Kurt doit cependant à ses talents de pilote de side-car, qui lui vaudront d'être pris sous l'aile d'un de ses supérieurs, d'être relativement épargné par les combats, n'arrivant sur le champ de bataille qu'après que celui-ci ait déjà été conquis par les troupes allemandes. Mais alors que l'armistice est signé et que l'armée stationne tranquillement dans son petit coin de Bretagne occupée, un groupe de Résistants exécute sauvagement un détachement allemand. Le supérieur de Kurt prend en main des représailles d'autant plus atroces qu'elles sont exécutées avec méthode et précision, qui débouchent finalement sur le rassemblement de toute la population - hommes, femmes et enfants - d'un petit village au sein de son église à laquelle il est mis feu. Devant ce crime horrible, Kurt s'effondre et perd toute sensibilité.
A partir de là, on pouvait s'attendre au meilleur, d'autant que l'éditeur nous promettait une plongée "au coeur des ténèbres de l'âme humaine". On ne fera finalement que flotter, empêtrés qu'on sera dans les filets d'une mauvaise histoire d'amour, qui est pourtant ce qu'on s'attend le moins à trouver du côté de quelqu'un ayant prétendument perdu jusqu'à la moindre once de sensibilité, au point même que l'on frôle le fantastique.

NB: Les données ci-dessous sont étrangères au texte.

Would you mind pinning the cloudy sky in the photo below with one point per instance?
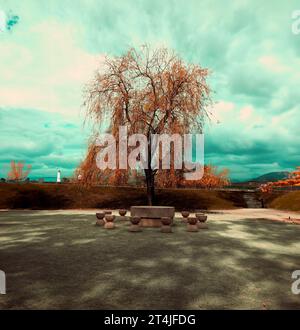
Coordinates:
(50, 49)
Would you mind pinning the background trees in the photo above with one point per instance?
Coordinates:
(151, 92)
(18, 171)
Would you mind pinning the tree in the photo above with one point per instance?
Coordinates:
(151, 92)
(18, 171)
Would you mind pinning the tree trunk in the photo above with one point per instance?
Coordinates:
(150, 186)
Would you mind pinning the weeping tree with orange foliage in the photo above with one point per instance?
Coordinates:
(18, 171)
(150, 92)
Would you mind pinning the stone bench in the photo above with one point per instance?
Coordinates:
(151, 215)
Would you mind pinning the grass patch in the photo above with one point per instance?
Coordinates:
(70, 196)
(286, 201)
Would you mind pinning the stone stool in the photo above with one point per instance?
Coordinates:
(109, 224)
(134, 227)
(185, 215)
(201, 220)
(100, 217)
(122, 213)
(192, 225)
(166, 225)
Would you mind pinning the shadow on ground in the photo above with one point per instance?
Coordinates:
(57, 260)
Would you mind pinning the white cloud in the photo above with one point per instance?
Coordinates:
(44, 67)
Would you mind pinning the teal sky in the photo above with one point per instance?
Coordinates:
(50, 49)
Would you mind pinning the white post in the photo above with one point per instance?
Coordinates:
(2, 282)
(58, 180)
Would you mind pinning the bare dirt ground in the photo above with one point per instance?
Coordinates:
(60, 259)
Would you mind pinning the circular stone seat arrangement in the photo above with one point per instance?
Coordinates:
(152, 216)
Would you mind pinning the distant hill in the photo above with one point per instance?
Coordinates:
(272, 176)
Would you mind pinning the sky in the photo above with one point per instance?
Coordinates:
(49, 50)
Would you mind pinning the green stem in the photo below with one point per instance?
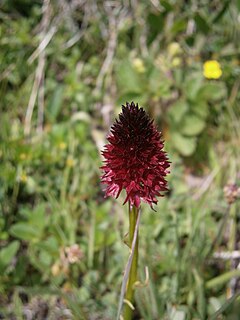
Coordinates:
(133, 214)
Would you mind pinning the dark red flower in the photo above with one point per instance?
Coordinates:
(134, 158)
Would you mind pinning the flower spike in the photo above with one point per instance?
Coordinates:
(134, 158)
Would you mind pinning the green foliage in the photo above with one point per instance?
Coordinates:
(97, 58)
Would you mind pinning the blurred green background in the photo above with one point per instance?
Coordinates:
(66, 68)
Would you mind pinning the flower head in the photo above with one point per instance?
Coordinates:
(134, 158)
(212, 69)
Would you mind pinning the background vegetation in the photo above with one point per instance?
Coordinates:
(66, 68)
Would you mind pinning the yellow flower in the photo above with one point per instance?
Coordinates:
(174, 49)
(23, 156)
(23, 177)
(176, 62)
(62, 145)
(212, 69)
(138, 65)
(70, 162)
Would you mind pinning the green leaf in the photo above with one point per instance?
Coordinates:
(193, 85)
(7, 253)
(222, 279)
(201, 23)
(200, 108)
(177, 110)
(184, 145)
(24, 231)
(212, 91)
(192, 125)
(226, 305)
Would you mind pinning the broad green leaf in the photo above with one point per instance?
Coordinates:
(201, 23)
(212, 91)
(193, 85)
(200, 108)
(192, 125)
(185, 145)
(24, 231)
(7, 253)
(177, 110)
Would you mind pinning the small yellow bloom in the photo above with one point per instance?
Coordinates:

Cette incongruité est cependant excusable : étant donné que l'auteur fait le choix de ne tirer aucun parti de l'étrange mal qui affuble son héros, pourquoi ne pas aller jusqu'à l'oublier partiellement pour lui permettre d'être amoureux, malgré son absence de sentiments. Qu'à cela ne tienne, on suit quand même tout cela - sans passion, mais le roman est court - et bien qu'on eut préféré avoir les impressions d'un Kurt désensibilisé sur la guerre dans laquelle il aurait pu se retrouver plongé. Au lien de cela, il ne nous reste qu'à l'observer se balader sur les plages françaises au bras de son infirmière - n'ayant, soit dit en passant, aucun mal à se faire passer pour un Français auprès d'une population plutôt hostile aux relations amoureuses avec l'occupant, alors qu'il ne bredouille pas un mot de français et sort chaque jour d'un hospice réquisitionné par les Nazis.
On se précipite donc dans la troisième partie, remplis de l'espoir d'avoir en fin une réponse digne de tout ce que promettait la première d'entre elles, mais non ! nous n'aurons droit qu'à une fin qui n'aura d'autre mérite que d'être la transposition en tout point fidèle - drapés rouges, musiques obsédante, même le nain y est ! - de la visite de l'agent Cooper de la "Loge Noire" dans l'excellente série télévisée "Twin Peaks", de David Lynch. Ce que tout ceci vient faire là, on n'en sait trop rien, mais il faudra s'en contenter pour tenter d'apprécier ce roman qui, passée une première partie de très bonne facture, semble se perdre dans ses propres pistes pour s'achever à la manière d'un brouillon aussi spontané qu'inachevé. Dommage.